While the Harbor Corporate Culture ETF and Harbor Corporate Culture Leaders ETF track indexes, Gleich said in emailed comments that “we would consider these highly active solutions delivered to the market through a thematic index ETF.” In his view, “only a small subset of index investing,” which includes traditional market-cap indexes, is passive, and “everything else is active.”
Gleich said by phone that he expects the ETF industry’s next phase of growth to be geared toward more “sophisticated” active and thematic strategies. Harbor, which also has mutual funds, is focused on developing exchange-traded funds as the market is in the early stages of “a paradigm shift from mutual funds to ETFs,” he said.
Active ETF flows swell
Capital flowing into actively-managed ETFs in the U.S. has picked up this year as a portion of broader inflows into exchange-traded funds, according to Aniket Ullal, head of ETF data and analytics at CFRA Research.
For the first two months of 2023, he tallied $19.2 billion of inflows into active ETFs that are not linked to an index, or 42% of the overall $45.7 billion that U.S.-listed exchange-traded funds attracted over that same stretch. That percentage of flows is “way higher” than seen in the past, and stands in stark contrast with the small slice of assets under management for active ETFs.
Actively-managed exchange-traded funds represented around 5% of the U.S. ETF industry’s roughly $6.5 trillion of assets under management at the end of last year, Ullal estimated.
Read: Active vs. passive? Why active ETFs face competition from ‘quasi-active’ smart beta funds in U.S. stock market
As usual, here’s your look at the top- and bottom-performing ETFs over the past week through Wednesday, according to FactSet data.
The good…
Top Performers | %Performance |
United States Natural Gas Fund LP UNG |
15.2 |
SPDR S&P Oil & Gas Equipment & Services ETF XES |
7.4 |
SPDR S&P Metals & Mining ETF XME |
5.6 |
VanEck Oil Services ETF OIH |
5.2 |
Global X Copper Miners ETF COPX |
4.5 |
Source: FactSet data through Wednesday, March 1, excluding ETNs and leveraged products.

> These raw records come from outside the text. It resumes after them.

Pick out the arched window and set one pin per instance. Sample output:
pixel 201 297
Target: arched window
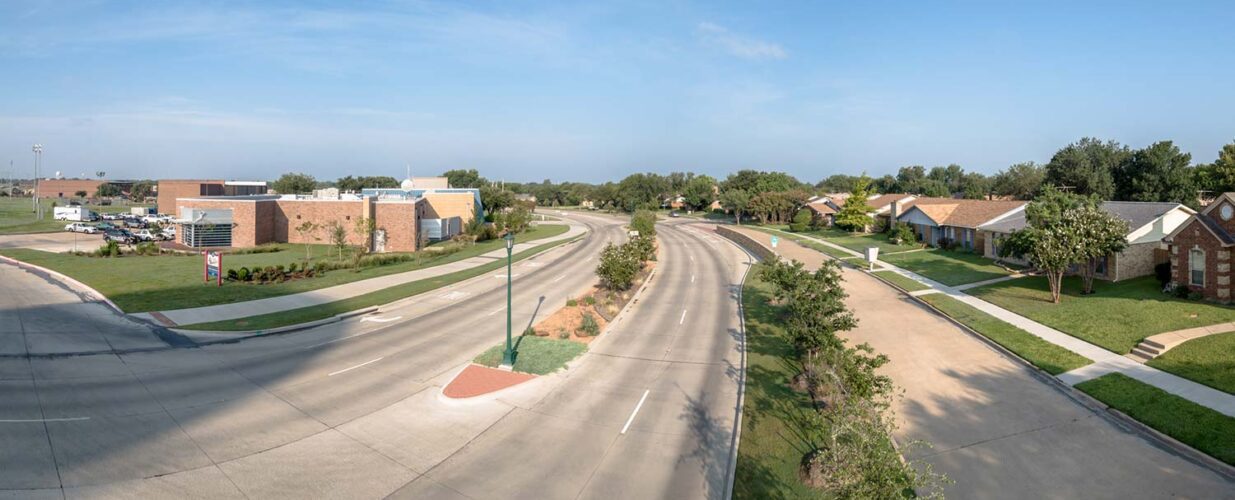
pixel 1197 267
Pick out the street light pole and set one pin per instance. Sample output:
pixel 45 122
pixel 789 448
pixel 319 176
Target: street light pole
pixel 508 358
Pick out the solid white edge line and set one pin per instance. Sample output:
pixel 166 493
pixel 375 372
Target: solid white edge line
pixel 352 368
pixel 45 420
pixel 636 411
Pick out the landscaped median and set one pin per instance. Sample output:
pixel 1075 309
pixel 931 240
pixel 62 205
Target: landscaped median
pixel 387 295
pixel 1186 421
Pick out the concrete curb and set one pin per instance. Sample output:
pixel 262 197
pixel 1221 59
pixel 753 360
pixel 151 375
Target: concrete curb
pixel 1154 436
pixel 80 288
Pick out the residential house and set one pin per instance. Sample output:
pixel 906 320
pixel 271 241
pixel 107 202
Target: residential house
pixel 939 220
pixel 1199 250
pixel 1147 224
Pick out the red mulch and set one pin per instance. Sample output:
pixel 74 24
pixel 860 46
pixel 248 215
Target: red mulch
pixel 477 380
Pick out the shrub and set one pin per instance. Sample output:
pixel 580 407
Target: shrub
pixel 589 325
pixel 800 221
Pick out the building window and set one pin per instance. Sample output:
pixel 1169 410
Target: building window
pixel 1197 264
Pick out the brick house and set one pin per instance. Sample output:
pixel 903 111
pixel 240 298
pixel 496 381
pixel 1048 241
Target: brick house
pixel 1201 250
pixel 1147 224
pixel 937 219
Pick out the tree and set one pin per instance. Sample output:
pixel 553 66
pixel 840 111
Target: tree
pixel 855 215
pixel 736 200
pixel 308 231
pixel 337 235
pixel 1087 167
pixel 1101 235
pixel 1157 173
pixel 294 183
pixel 1019 182
pixel 108 190
pixel 460 178
pixel 699 191
pixel 142 190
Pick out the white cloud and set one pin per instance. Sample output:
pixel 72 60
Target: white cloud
pixel 737 45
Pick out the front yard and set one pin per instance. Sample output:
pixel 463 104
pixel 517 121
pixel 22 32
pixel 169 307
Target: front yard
pixel 947 267
pixel 1117 316
pixel 162 283
pixel 1209 361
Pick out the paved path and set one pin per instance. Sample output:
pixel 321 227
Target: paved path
pixel 1104 362
pixel 994 427
pixel 326 295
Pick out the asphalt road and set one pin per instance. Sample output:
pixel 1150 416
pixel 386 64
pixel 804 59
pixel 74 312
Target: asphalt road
pixel 353 409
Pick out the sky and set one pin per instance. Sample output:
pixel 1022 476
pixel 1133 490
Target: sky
pixel 592 91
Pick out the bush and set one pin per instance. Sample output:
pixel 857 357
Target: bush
pixel 589 325
pixel 1162 272
pixel 800 221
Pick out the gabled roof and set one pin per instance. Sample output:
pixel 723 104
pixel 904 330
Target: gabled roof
pixel 1136 214
pixel 946 211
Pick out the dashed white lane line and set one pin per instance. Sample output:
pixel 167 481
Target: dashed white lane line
pixel 43 420
pixel 635 412
pixel 352 368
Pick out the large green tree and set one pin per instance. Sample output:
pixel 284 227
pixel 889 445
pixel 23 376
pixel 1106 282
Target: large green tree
pixel 1087 167
pixel 1157 173
pixel 294 183
pixel 1020 180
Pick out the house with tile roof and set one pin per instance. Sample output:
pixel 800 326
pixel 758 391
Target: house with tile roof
pixel 940 220
pixel 1147 224
pixel 1199 250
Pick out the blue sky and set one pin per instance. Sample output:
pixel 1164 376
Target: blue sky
pixel 527 90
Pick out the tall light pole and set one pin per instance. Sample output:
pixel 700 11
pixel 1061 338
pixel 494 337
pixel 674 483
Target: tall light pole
pixel 508 358
pixel 38 158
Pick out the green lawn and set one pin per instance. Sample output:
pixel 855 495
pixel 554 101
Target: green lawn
pixel 950 268
pixel 1117 316
pixel 773 414
pixel 899 280
pixel 539 356
pixel 1209 361
pixel 17 215
pixel 162 283
pixel 1044 354
pixel 1188 422
pixel 387 295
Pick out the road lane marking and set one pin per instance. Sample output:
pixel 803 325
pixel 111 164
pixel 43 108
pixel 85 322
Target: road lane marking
pixel 352 368
pixel 379 320
pixel 635 412
pixel 43 420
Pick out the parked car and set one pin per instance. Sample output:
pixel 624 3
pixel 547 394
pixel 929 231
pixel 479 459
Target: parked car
pixel 120 236
pixel 80 227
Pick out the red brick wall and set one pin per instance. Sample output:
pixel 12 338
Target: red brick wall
pixel 1218 261
pixel 67 188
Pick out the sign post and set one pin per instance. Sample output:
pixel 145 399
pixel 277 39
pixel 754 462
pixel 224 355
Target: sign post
pixel 214 267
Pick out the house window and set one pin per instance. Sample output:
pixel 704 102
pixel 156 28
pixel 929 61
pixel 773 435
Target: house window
pixel 1197 264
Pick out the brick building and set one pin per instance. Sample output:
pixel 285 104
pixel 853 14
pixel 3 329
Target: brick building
pixel 168 190
pixel 1201 250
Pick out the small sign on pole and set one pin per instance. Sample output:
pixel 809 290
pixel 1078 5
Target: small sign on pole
pixel 214 267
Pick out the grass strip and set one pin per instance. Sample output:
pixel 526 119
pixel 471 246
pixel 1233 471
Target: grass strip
pixel 387 295
pixel 1188 422
pixel 899 280
pixel 1049 357
pixel 535 354
pixel 773 414
pixel 1207 359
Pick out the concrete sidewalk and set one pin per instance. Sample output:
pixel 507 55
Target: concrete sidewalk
pixel 1103 361
pixel 347 290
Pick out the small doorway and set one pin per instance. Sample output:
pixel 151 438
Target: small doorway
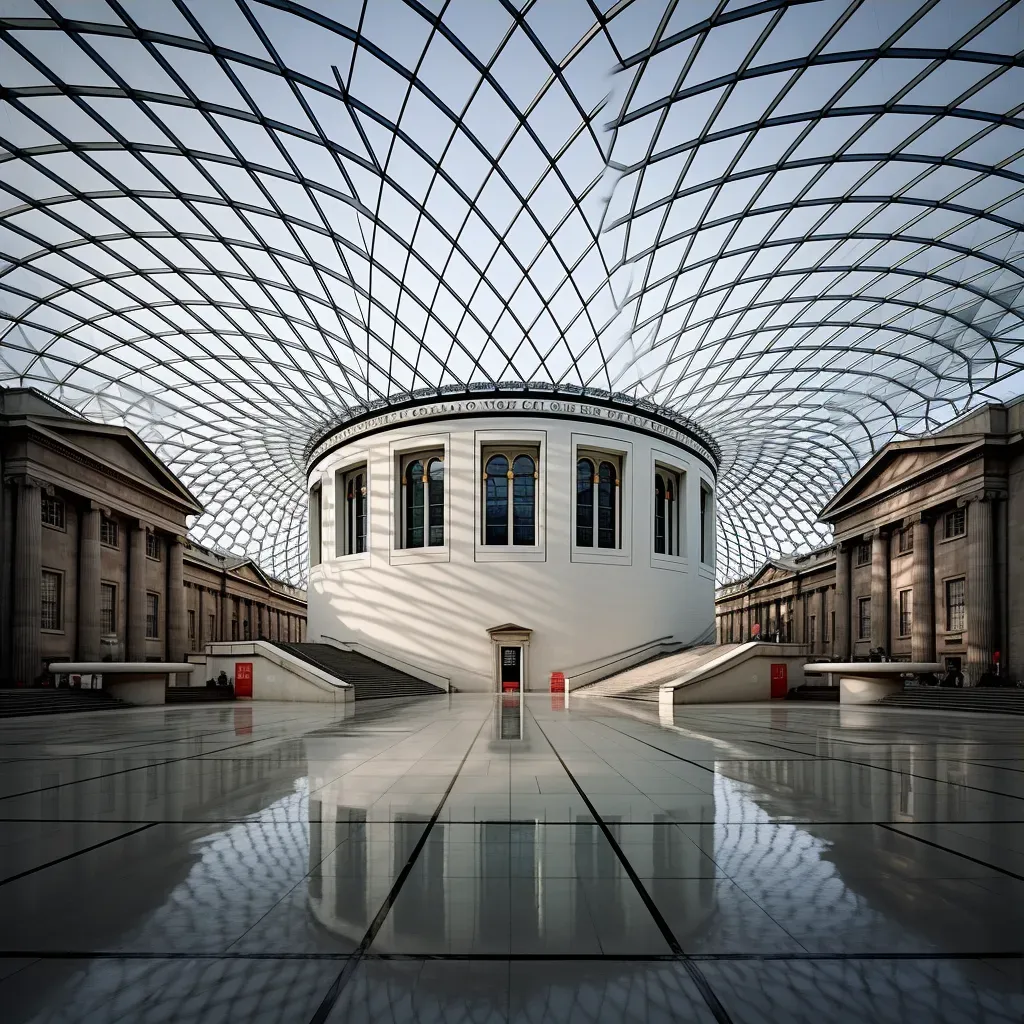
pixel 510 644
pixel 511 659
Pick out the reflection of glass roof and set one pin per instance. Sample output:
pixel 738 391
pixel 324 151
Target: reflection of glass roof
pixel 225 223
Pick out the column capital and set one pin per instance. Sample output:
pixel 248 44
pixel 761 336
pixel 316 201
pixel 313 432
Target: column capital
pixel 981 495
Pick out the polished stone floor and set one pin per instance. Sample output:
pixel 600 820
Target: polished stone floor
pixel 478 859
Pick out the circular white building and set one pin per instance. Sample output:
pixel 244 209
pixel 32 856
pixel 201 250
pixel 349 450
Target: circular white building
pixel 495 539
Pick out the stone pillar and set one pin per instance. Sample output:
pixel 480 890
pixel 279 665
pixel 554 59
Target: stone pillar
pixel 981 620
pixel 89 626
pixel 135 631
pixel 841 639
pixel 27 600
pixel 881 604
pixel 177 629
pixel 923 610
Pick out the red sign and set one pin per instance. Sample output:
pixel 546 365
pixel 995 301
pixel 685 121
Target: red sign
pixel 244 680
pixel 779 681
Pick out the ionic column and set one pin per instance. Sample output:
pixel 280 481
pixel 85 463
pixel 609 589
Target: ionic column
pixel 923 610
pixel 980 585
pixel 177 630
pixel 135 632
pixel 89 625
pixel 841 640
pixel 881 611
pixel 27 599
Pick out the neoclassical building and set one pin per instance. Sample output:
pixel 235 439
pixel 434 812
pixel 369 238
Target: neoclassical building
pixel 497 538
pixel 927 562
pixel 94 564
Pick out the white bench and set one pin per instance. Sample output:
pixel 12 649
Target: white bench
pixel 133 682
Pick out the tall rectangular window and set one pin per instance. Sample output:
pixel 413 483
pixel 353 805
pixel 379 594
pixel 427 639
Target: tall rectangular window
pixel 905 612
pixel 109 532
pixel 864 619
pixel 354 501
pixel 707 524
pixel 954 523
pixel 668 502
pixel 108 608
pixel 53 512
pixel 955 591
pixel 52 600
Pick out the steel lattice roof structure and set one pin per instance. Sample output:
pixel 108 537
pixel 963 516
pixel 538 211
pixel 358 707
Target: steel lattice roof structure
pixel 228 223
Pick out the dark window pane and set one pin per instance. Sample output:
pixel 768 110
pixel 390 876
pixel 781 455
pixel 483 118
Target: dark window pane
pixel 414 505
pixel 585 504
pixel 496 523
pixel 523 504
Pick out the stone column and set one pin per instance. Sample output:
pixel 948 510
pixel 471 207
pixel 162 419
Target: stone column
pixel 881 609
pixel 89 626
pixel 177 630
pixel 980 586
pixel 841 640
pixel 27 600
pixel 923 610
pixel 135 631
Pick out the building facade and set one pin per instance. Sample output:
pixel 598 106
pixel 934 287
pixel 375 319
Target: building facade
pixel 231 598
pixel 496 540
pixel 94 564
pixel 928 562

Includes NYSE, Nasdaq and Cboe traded ETFs of $500 million or greater |
…and the bad
Bottom Performers | %Performance |
iShares Mortgage Real Estate ETF REM |
-4.4 |
Utilities Select Sector SPDR Fund XLU |
-4.0 |
Fidelity MSCI Utilities Index ETF FUTY |
-4.0 |
Vanguard Utilities ETF VPU |
-3.8 |
iShares U.S. Utilities ETF IDU |
-3.8 |
Source: FactSet |
New ETFs
The Inverse Cramer Tracker ETF
SJIM
and the Long Cramer Tracker ETF
LJIM
began trading Thursday, according to an announcement from Tuttle Capital Management. The new funds are designed to help investors profit from “a decline or rise in the public recommendations of Jim Cramer” on CNBC or Twitter, Tuttle Capital said. Cramer is the host of CNBC’s Mad Money show. “Love him or hate him, Jim Cramer is a polarizing figure,” said Tuttle Capital’s chief executive officer and chief investment officer Matthew Tuttle, who serves as the adviser to the ETFs, in the announcement.